De acordo com a Organização Mundial da Saúde, o AVC permaneceu como a segunda principal causa de morte em todo o mundo na última década, com alta taxa de incidência, alta mortalidade e alta taxa de incapacidade 1,2. À medida que a população global envelhece, espera-se que a incidência de AVC aumente nos países em desenvolvimento, tornando-se potencialmente a principal causa de morte prematura e incapacidade em adultos. Além disso, há uma tendência de ocorrência de acidentes vasculares cerebrais em uma idade mais jovem3. A perda da força de trabalho após um AVC também sobrecarrega as famílias e a sociedade4. Portanto, o desenvolvimento de tratamentos seguros e eficazes representa um grande desafio na pesquisa do AVC.

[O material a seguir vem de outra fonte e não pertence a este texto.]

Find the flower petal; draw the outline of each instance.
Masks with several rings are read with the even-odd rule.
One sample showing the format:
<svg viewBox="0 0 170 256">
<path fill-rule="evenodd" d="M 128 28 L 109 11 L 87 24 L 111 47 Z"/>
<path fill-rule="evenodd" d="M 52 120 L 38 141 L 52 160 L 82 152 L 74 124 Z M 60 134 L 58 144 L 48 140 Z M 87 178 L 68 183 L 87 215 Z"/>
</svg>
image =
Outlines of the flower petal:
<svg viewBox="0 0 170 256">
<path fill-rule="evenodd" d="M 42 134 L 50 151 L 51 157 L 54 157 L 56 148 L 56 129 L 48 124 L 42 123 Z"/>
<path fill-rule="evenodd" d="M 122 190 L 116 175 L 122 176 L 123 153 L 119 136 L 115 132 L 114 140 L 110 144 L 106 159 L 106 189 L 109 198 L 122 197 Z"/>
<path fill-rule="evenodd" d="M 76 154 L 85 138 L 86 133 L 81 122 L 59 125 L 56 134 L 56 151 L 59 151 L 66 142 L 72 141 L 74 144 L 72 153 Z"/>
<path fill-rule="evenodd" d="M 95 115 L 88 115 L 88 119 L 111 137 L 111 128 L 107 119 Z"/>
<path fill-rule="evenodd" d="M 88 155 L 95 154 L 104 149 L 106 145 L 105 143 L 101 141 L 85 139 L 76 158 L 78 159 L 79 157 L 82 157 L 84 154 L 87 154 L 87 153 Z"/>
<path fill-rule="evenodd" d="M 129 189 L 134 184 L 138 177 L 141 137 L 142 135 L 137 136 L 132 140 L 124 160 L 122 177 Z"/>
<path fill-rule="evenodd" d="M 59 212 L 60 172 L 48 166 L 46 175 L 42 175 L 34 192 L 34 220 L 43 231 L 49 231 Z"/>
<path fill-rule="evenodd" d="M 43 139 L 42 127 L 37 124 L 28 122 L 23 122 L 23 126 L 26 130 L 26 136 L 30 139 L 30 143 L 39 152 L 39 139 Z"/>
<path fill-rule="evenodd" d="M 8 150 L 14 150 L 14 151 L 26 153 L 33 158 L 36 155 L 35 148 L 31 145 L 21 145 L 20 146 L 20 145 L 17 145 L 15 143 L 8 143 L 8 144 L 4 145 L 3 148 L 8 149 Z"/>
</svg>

Os modelos animais servem como ferramentas cruciais para estudar a prevenção e o tratamento de doenças humanas. A tradução bem-sucedida das estratégias de tratamento do AVC depende da reprodutibilidade e confiabilidade dos modelos animais de AVC 5,6. A artéria cerebral média (ACM) é um local comum para AVC clínico, tornando o modelo MCAO o modelo mais próximo do AVC isquêmico humano. O modelo MCAO, elaborado pelo método de sutura, tem sido favorecido pelos pesquisadores devido a vantagens como a ausência de craniotomia e o fácil controle do tempo isquêmico. Tem sido utilizado em mais de 40% dos experimentos neuroprotetores7. No entanto, apesar de suas inúmeras vantagens, os detalhes operacionais desse modelo permanecem um tópico controverso para muitos pesquisadores.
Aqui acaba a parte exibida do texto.